TRADITIONAL TREATMENT:

In some cases, diet and exercise can be enough to prevent atherosclerosis or stop it from progressing. If lifestyle changes aren’t enough, the first step is medication. “Everybody gets aspirin,” says Sharma, “Then there is cholesterol-lowering medicine, called statins, and beta-blockers that slow down the heart, so there’s less pressure on it. Calcium blockers dilate the arteries, and nitrates can open up the arteries.”

For patients whose arteries are more severely blocked, the next step is intervention. “Angioplasty gives symptom relief,” says Sharma.

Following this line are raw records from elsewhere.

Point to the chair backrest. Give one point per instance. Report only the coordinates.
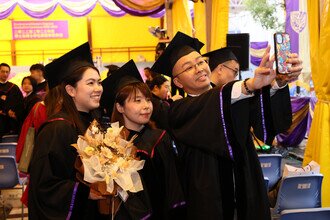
(271, 167)
(8, 149)
(298, 192)
(8, 172)
(306, 214)
(9, 138)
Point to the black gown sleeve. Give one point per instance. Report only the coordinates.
(192, 119)
(160, 113)
(277, 113)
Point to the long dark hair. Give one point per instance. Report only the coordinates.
(123, 94)
(59, 100)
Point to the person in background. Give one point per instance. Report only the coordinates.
(75, 90)
(11, 103)
(150, 75)
(111, 68)
(133, 109)
(161, 100)
(29, 86)
(37, 72)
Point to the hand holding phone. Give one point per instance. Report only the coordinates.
(282, 52)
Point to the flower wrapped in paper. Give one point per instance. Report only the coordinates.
(107, 157)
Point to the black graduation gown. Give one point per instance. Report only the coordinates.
(53, 191)
(160, 112)
(14, 102)
(207, 167)
(159, 175)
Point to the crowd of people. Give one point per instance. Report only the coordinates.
(201, 162)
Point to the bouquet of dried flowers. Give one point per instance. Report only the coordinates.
(107, 157)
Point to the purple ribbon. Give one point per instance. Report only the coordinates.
(263, 117)
(72, 200)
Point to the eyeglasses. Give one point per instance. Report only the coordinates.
(191, 69)
(234, 71)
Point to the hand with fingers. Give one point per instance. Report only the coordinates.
(264, 74)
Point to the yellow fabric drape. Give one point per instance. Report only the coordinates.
(200, 23)
(318, 145)
(181, 17)
(144, 5)
(219, 23)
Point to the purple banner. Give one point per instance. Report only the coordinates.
(30, 30)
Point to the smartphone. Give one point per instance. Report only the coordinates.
(282, 51)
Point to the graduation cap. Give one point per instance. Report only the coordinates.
(219, 56)
(125, 75)
(57, 70)
(180, 46)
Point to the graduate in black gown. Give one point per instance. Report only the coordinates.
(133, 109)
(160, 88)
(75, 90)
(222, 174)
(37, 72)
(11, 103)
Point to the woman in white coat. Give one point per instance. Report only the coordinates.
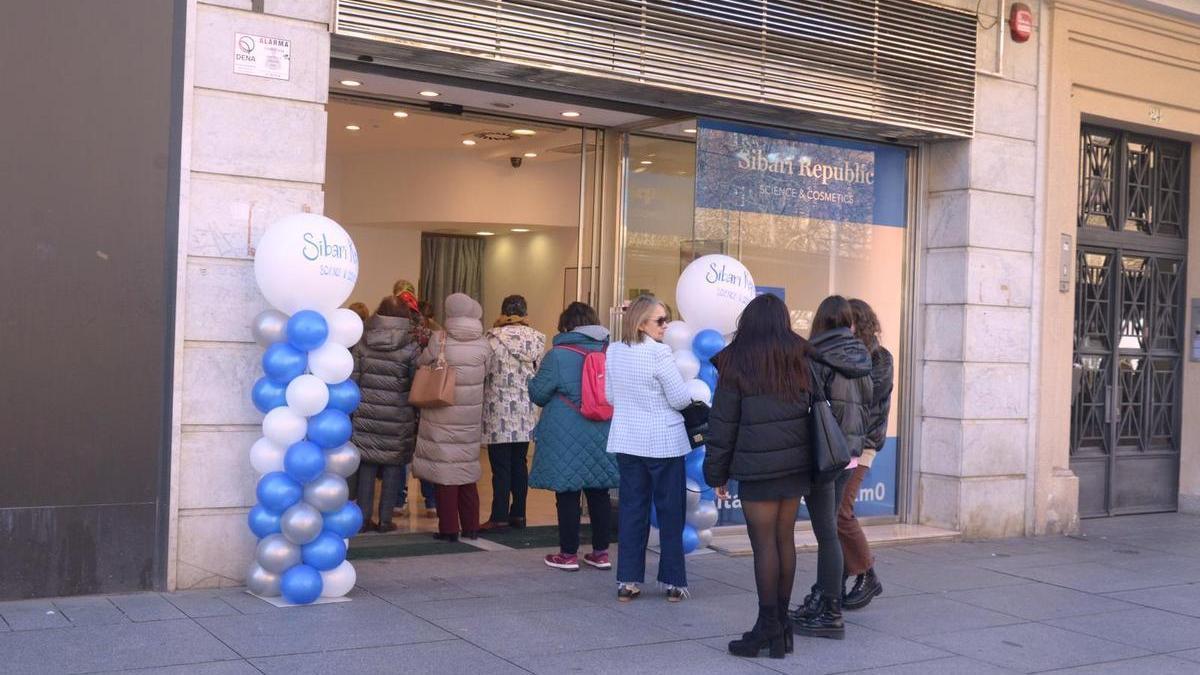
(649, 440)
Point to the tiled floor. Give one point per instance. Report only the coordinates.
(1123, 598)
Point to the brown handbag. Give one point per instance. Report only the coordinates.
(433, 384)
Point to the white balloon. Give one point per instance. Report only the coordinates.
(331, 363)
(713, 291)
(285, 426)
(345, 327)
(267, 455)
(339, 580)
(688, 364)
(699, 390)
(307, 395)
(306, 262)
(678, 336)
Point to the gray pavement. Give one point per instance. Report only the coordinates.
(1122, 598)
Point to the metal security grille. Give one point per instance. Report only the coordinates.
(899, 63)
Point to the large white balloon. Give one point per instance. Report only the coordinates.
(306, 262)
(713, 291)
(339, 580)
(688, 364)
(307, 394)
(345, 327)
(331, 363)
(678, 336)
(285, 426)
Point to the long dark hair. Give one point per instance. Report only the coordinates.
(766, 357)
(833, 312)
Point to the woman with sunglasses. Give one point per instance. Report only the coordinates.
(649, 440)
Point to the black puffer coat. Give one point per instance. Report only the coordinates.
(384, 360)
(843, 368)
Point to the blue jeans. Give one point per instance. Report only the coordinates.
(663, 482)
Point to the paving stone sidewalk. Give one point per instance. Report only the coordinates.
(1122, 598)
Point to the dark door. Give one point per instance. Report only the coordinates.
(1129, 322)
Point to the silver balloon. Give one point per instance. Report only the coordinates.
(262, 583)
(301, 524)
(277, 554)
(327, 493)
(343, 461)
(702, 518)
(270, 327)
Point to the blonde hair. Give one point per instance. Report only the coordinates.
(636, 314)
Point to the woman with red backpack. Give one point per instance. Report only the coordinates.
(573, 434)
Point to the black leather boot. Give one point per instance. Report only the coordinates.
(827, 623)
(867, 586)
(766, 634)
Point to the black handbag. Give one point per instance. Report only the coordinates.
(831, 449)
(695, 419)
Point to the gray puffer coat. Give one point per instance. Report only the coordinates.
(384, 423)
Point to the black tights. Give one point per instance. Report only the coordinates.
(772, 525)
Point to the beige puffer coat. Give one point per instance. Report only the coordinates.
(448, 438)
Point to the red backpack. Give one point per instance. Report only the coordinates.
(595, 404)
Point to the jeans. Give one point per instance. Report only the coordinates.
(645, 481)
(391, 475)
(569, 514)
(510, 478)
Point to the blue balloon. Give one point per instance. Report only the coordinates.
(330, 429)
(277, 491)
(268, 394)
(262, 521)
(307, 330)
(707, 344)
(690, 539)
(324, 553)
(345, 521)
(283, 363)
(300, 584)
(304, 461)
(345, 396)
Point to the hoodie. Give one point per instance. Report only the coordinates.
(508, 414)
(843, 370)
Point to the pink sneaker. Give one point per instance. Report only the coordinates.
(563, 561)
(599, 560)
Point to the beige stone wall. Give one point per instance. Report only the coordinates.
(253, 151)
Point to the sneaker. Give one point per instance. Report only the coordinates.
(563, 561)
(599, 560)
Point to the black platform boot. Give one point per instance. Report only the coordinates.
(827, 623)
(767, 633)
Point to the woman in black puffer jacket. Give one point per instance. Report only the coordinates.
(384, 423)
(759, 436)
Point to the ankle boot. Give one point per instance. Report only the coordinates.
(827, 623)
(767, 633)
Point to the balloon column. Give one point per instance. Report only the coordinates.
(305, 266)
(711, 294)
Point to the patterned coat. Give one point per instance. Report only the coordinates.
(571, 449)
(508, 414)
(647, 393)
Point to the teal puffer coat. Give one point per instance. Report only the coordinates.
(571, 451)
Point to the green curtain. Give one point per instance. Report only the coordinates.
(450, 264)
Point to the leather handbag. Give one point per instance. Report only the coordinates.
(831, 449)
(433, 383)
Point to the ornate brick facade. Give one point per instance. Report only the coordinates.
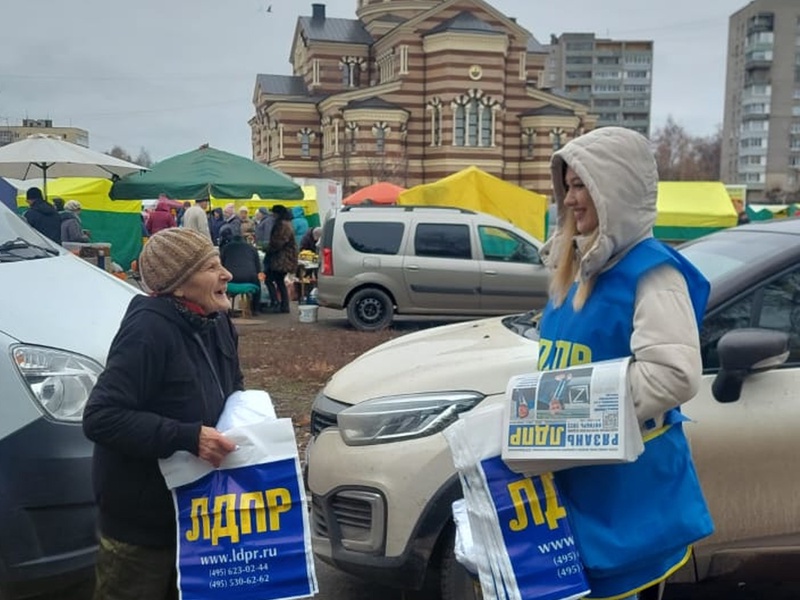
(412, 91)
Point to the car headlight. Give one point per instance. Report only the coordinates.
(397, 418)
(61, 381)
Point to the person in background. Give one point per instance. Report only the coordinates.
(42, 216)
(265, 221)
(170, 368)
(179, 214)
(196, 219)
(161, 218)
(244, 214)
(232, 224)
(215, 223)
(310, 240)
(281, 256)
(249, 232)
(299, 223)
(71, 226)
(617, 292)
(240, 258)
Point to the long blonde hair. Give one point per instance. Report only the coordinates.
(568, 265)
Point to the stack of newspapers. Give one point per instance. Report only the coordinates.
(515, 534)
(570, 417)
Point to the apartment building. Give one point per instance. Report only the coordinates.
(14, 133)
(761, 126)
(411, 91)
(613, 77)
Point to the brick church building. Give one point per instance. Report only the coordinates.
(409, 92)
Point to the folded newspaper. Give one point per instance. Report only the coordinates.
(570, 417)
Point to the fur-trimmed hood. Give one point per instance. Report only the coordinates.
(618, 168)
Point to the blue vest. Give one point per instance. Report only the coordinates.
(633, 522)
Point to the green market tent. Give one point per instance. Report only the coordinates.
(115, 223)
(690, 209)
(207, 172)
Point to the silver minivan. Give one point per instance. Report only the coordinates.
(58, 315)
(424, 260)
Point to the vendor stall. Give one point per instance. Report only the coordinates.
(308, 204)
(114, 223)
(690, 209)
(477, 190)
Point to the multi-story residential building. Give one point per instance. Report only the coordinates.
(613, 77)
(13, 133)
(761, 127)
(411, 91)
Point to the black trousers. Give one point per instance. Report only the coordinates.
(278, 279)
(128, 572)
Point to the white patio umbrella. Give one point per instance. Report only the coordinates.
(43, 156)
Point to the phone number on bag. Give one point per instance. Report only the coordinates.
(233, 582)
(565, 559)
(569, 571)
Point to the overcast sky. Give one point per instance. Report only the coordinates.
(169, 75)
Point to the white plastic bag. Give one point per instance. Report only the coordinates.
(245, 408)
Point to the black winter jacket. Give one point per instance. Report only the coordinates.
(150, 401)
(241, 259)
(44, 218)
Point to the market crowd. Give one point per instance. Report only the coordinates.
(262, 247)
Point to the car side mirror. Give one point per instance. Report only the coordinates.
(743, 352)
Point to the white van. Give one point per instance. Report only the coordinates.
(58, 315)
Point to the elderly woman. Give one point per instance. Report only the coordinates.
(170, 368)
(617, 292)
(71, 226)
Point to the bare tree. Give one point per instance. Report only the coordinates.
(120, 152)
(143, 158)
(682, 157)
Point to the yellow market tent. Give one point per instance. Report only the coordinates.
(117, 222)
(477, 190)
(690, 209)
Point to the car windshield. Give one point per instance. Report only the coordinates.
(721, 256)
(18, 241)
(716, 256)
(526, 324)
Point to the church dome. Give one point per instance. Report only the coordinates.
(401, 10)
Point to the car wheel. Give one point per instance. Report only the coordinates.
(457, 583)
(370, 309)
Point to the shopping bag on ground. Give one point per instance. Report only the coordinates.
(243, 529)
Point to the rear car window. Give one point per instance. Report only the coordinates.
(370, 237)
(442, 241)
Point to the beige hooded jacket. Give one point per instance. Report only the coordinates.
(618, 169)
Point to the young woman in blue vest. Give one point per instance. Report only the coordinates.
(618, 292)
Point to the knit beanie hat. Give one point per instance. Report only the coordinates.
(172, 256)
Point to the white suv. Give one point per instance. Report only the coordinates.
(381, 474)
(382, 260)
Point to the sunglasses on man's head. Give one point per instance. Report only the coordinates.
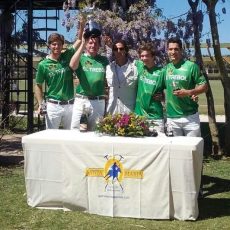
(116, 49)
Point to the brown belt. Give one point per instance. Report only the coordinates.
(90, 97)
(61, 102)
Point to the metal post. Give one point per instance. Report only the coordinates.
(30, 96)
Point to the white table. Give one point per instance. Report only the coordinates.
(154, 178)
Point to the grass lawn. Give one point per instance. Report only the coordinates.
(16, 214)
(218, 95)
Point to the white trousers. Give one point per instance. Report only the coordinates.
(57, 114)
(94, 108)
(185, 126)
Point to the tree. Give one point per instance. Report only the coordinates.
(210, 102)
(225, 80)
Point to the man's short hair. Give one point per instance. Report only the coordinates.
(175, 40)
(56, 37)
(149, 47)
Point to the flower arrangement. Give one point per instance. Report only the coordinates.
(127, 125)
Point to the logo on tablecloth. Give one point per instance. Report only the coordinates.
(114, 172)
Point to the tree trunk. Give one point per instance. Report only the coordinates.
(225, 80)
(216, 150)
(6, 22)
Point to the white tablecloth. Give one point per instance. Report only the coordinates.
(154, 178)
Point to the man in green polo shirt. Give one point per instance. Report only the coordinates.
(54, 71)
(183, 81)
(150, 87)
(90, 92)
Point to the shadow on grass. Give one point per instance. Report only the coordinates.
(11, 145)
(214, 207)
(213, 185)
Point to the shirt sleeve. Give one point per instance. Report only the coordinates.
(40, 74)
(198, 76)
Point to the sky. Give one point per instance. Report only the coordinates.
(173, 8)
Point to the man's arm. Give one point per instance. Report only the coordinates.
(191, 92)
(78, 41)
(39, 96)
(74, 62)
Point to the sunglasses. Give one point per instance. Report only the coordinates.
(116, 49)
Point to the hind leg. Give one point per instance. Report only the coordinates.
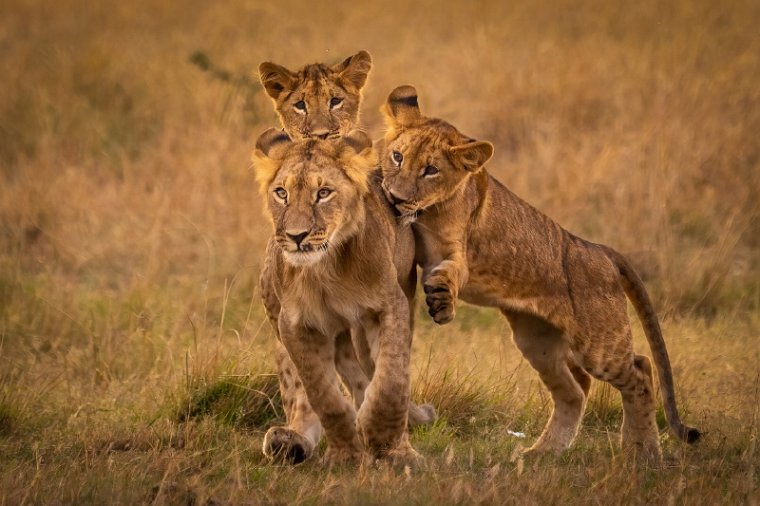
(548, 352)
(615, 362)
(639, 433)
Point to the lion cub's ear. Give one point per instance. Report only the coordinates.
(355, 69)
(275, 78)
(359, 159)
(401, 109)
(473, 154)
(270, 148)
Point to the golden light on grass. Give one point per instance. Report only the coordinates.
(131, 238)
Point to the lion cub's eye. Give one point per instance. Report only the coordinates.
(281, 193)
(430, 170)
(323, 193)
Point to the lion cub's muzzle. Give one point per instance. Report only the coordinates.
(300, 249)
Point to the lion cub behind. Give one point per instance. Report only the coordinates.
(332, 266)
(565, 298)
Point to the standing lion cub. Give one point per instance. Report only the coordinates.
(565, 298)
(333, 266)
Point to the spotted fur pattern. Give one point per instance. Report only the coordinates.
(317, 86)
(565, 298)
(331, 268)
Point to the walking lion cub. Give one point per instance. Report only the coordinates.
(333, 265)
(565, 297)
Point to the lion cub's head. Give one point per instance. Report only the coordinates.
(314, 190)
(425, 160)
(317, 100)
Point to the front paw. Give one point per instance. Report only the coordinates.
(284, 445)
(440, 299)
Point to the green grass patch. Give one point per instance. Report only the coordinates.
(241, 401)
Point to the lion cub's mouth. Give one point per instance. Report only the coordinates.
(307, 254)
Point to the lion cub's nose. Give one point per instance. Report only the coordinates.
(395, 199)
(297, 237)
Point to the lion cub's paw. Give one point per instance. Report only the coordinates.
(285, 445)
(439, 299)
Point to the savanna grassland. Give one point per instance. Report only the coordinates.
(135, 360)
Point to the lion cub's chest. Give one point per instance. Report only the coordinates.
(329, 305)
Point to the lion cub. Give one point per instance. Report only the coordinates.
(565, 298)
(318, 100)
(333, 266)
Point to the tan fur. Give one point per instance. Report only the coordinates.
(331, 268)
(314, 87)
(564, 297)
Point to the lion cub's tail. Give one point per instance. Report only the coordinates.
(636, 292)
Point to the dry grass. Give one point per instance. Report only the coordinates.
(132, 341)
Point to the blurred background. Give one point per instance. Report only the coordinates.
(131, 231)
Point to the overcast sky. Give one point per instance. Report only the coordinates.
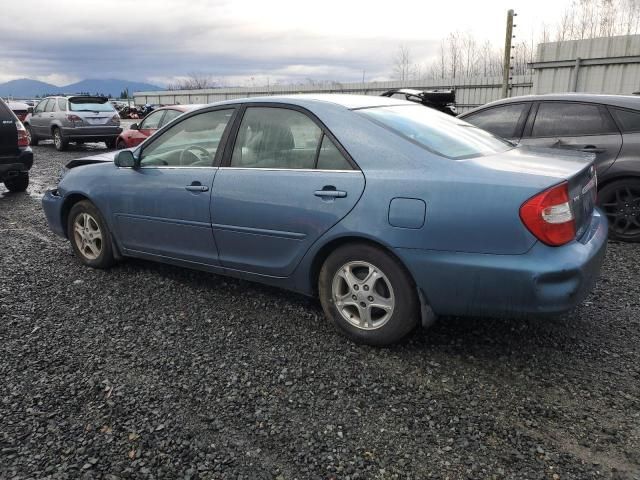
(64, 41)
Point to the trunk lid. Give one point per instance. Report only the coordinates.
(548, 167)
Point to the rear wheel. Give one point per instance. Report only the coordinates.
(368, 294)
(33, 140)
(18, 183)
(59, 141)
(620, 201)
(89, 236)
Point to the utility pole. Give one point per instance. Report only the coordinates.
(506, 68)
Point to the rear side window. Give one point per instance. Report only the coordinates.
(502, 121)
(90, 105)
(439, 133)
(628, 120)
(276, 138)
(560, 119)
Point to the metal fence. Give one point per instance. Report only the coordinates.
(470, 92)
(600, 65)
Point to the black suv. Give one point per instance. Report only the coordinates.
(16, 157)
(607, 126)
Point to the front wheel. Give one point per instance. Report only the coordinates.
(368, 294)
(18, 183)
(620, 201)
(89, 236)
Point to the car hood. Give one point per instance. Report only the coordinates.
(102, 158)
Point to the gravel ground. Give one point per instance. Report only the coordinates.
(150, 371)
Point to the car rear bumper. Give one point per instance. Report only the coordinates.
(52, 205)
(91, 133)
(20, 163)
(545, 280)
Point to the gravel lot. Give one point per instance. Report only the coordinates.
(150, 371)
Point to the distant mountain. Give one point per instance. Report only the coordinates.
(27, 88)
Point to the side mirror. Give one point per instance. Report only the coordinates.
(125, 158)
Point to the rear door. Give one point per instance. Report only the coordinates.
(284, 183)
(506, 121)
(584, 127)
(8, 132)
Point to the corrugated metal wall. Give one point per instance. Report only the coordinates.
(470, 92)
(606, 65)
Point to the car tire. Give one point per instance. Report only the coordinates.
(89, 236)
(18, 183)
(620, 201)
(33, 140)
(59, 141)
(379, 306)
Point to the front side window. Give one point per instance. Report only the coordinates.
(502, 121)
(276, 138)
(439, 133)
(152, 121)
(192, 142)
(563, 119)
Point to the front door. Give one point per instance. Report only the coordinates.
(576, 126)
(284, 185)
(163, 206)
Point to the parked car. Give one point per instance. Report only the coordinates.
(137, 133)
(388, 211)
(20, 109)
(77, 118)
(16, 157)
(438, 99)
(605, 125)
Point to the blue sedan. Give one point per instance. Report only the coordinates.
(390, 212)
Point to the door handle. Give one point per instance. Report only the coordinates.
(591, 149)
(197, 187)
(330, 193)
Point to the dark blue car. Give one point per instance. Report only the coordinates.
(390, 212)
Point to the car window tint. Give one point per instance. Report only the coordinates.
(559, 119)
(501, 121)
(330, 157)
(152, 120)
(192, 142)
(276, 138)
(170, 115)
(439, 133)
(628, 120)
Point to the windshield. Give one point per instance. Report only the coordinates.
(439, 133)
(89, 105)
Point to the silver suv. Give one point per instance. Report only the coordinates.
(78, 119)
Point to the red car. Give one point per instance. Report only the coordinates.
(137, 133)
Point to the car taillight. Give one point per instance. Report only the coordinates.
(549, 217)
(23, 139)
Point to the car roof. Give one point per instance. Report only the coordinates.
(624, 101)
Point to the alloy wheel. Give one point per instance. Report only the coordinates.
(363, 295)
(622, 207)
(88, 236)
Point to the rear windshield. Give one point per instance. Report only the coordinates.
(90, 105)
(437, 132)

It opens the clogged heart arteries by inserting a tiny balloon into the vessel; the balloon is inflated for several minutes, stretching out the artery.

Usually, the doctor then places a small metal coil in the artery to prop it open. These coils, called stents, can be bare metal or coated with a medication that works to keep the artery from clogging again.

Angioplasty isn’t open surgery—it’s a minimally invasive procedure in which the doctor makes a small incision in your leg or arm, and then uses catheters to move a tiny balloon through the body to the heart.

“We use dye to see where exactly the blockage is and how long it is,” says Sharma, “We can open all the blockages very quickly, sometimes in 15 minutes.”